Happy effect of agreeable anticipations of the future. — It is, however, chiefly in painting future scenes, that imagination loves to indulge herself, and her prophetic dreams are almost always favorable to happiness. By an erroneous education, indeed, it is possible to render this faculty an instrument of constant and of exquisite distress; but, in such cases, (abstracting from the influence of a constitutional melancholy,) the distresses of a gloomy imagination are to be ascribed, not to nature, but to the force of early impressions.

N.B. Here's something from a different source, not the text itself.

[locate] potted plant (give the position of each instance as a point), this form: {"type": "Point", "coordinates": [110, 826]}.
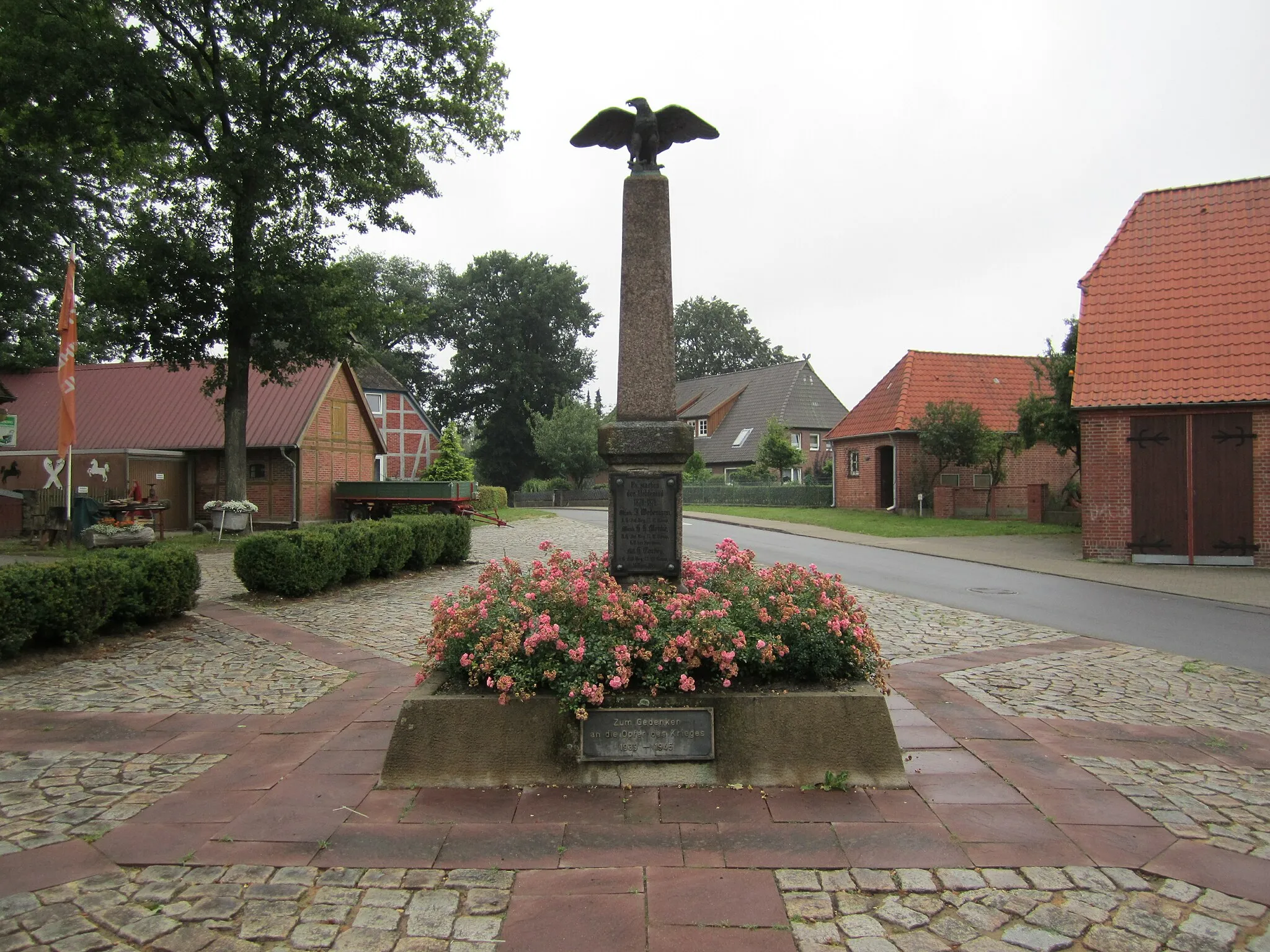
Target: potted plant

The common bias of the mind undoubtedly is, (such is the benevolent appointment of Providence,) to think favorably of the future; to overvalue the chances of possible good, and to

underrate the risk of possible evil; and, in the case of some fortunate individuals, this disposition remains after a thousand disappointments. To what this bias of our nature is owing, it is not material for us to inquire; the fact is certain, and it is an important one to our happiness. It supports us under the real distresses of life, and cheers and animates all our labors; and although it is sometimes apt to produce, in a weak and indolent mind, those deceitful suggestions of ambition and vanity, which lead us to sacrifice the duties and the comforts of the present moment to romantic hopes and expectations; yet, it must be acknowledged, when connected with habits of activity, and regulated by a solid judgment, to have a favorable effect on the character, by inspiring that ardor and enthusiasm which both prompt to great enterprises, and are necessary to insure their success. When such a temper is united (as it commonly is) with pleasing notions concerning the order of the universe, and, in particular, concerning the condition and the prospects of man, it places our happiness, in a great measure, beyond the power of fortune. While it adds a double relish to every enjoyment, it blunts the edge of all our sufferings; and, even when human life presents to us no object on which our hopes can rest, it invites the imagination beyond the dark and troubled horizon, which terminates all our earthly prospects, to wander unconfined in the regions of futurity. A man of benevolence, whose mind is enlarged by philosophy, will indulge the same agreeable anticipations with respect to society; will view all the different improvements in arts, in commerce, and in the sciences, as coöperating to promote the union, the happiness, and the virtue of mankind; and amidst the political disorders resulting from the prejudices and follies of his own times, will look forward with transport to the blessings which are reserved for posterity in a more enlightened age.